Fascinating images of Yemenis suffering from malnutrition, such as Amal – one of the 1.8 million severely malnourished children in Yemen – have given a human face to the fear that a catastrophic famine caused by the Man can invade the country in the next few months.

The United Nations warns that the number of Yemenis who rely on emergency rations, eight million, could soon reach 14 million. This is about half of the Yemeni population.

Humanitarian workers and political leaders are now calling for the cessation of hostilities, as well as urgent measures to revive Yemen's distressed economy, where soaring food prices have pushed millions of people into poverty. edge of the chasm.

During a trip to Yemen to see the toll of the war, we found Amal in a health center in Aslam, 90 miles northwest of the capital Sana. She was lying on a bed with her mother. The nurses fed her milk every two hours, but she vomited regularly and suffered from diarrhea.

Dr. Mekkia Mahdi, the doctor in charge, sat next to his bed and stroked his hair. She pulled on the flabby skin of Amal's stick arms. "Look," she said. "No meat, only bones.

Amal's mother was also sick, recovering from a dengue fever she had probably contracted with mosquitoes breeding in the stagnant water of their camp.

The Saudi airstrikes forced the Amal family to flee their home in the mountains three years earlier. The family was originally from Saada, a border province with Saudi Arabia, which has suffered at least 18,000 air strikes in Yemen and led by Saudis since 2015. Saada is also the homeland of the Houthi rebels who control the north of the country. Yemen. by the Saudi Crown Prince, Mohammed bin Salman, as the proxy for rival Iran.

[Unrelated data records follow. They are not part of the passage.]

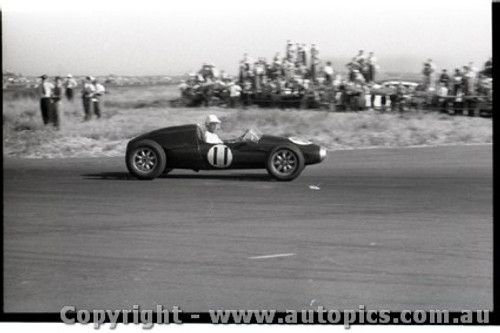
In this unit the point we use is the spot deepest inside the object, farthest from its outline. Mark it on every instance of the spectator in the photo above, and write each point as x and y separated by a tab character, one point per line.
458	82
97	97
488	68
442	94
372	67
328	73
289	52
45	92
360	58
234	94
352	66
184	90
470	74
444	78
70	85
88	91
428	73
314	62
302	54
57	94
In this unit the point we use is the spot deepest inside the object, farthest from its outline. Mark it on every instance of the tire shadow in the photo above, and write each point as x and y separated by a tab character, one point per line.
232	177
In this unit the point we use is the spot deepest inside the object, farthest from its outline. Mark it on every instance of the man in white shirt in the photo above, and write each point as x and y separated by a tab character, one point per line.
88	91
45	89
70	84
96	98
234	94
328	72
212	123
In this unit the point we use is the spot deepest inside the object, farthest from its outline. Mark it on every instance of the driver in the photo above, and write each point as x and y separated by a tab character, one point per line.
212	123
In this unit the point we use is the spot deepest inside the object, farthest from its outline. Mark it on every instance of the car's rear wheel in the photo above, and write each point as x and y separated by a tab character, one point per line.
146	159
285	163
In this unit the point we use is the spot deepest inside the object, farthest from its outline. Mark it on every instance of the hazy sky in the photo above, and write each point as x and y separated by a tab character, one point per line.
173	37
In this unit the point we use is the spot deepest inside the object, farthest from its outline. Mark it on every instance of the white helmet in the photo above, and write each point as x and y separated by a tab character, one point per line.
212	119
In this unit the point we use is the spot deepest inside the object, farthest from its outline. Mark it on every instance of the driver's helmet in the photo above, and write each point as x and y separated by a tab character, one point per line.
212	119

The geopolitics of war, however, seemed far away in the stifled hunger halls at Aslam.

Amal means "hope" in Arabic and some readers have expressed the hope that the graphic image of his distress could help draw attention to a war in which tens of thousands of civilians are died of violence, hunger or disease. Last year, Yemen experienced the largest epidemic of cholera in modern times, with more than one million cases.

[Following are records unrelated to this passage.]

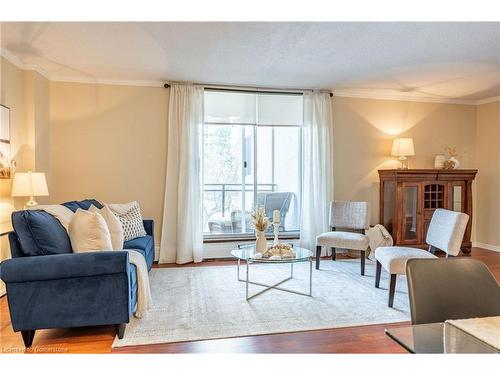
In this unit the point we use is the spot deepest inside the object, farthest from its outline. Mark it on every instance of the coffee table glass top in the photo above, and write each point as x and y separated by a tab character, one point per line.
246	253
437	338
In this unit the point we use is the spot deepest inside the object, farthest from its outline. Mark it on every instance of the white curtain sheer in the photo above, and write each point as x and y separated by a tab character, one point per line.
316	167
182	230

Amal left the hospital in Aslam last week, still sick. But doctors had to make room for new patients, Dr. Mahdi said. "He was a displaced child with illness and displacement," she said. "We have a lot of other cases like her."

The family brought Amal back to her home in a hut made of straw and plastic sheeting at a camp where relief agencies provide help, including sugar and rice. But it was not enough to save Amal.

Her condition has deteriorated, with frequent episodes of vomiting and diarrhea, her mother said. On October 26, three days after leaving the hospital, she passed away.

Dr. Mahdi had urged Amal's mother to take the child to a Doctors without Borders hospital in Abs, about 15 km away.

But the family was broke. Fuel prices have risen by about 50 percent in the past year as part of a broader economic meltdown, prompting many families, even the shortest ones, to save lives.

"I did not have money to take her to the hospital," Ms. Ali said. "So I took her home."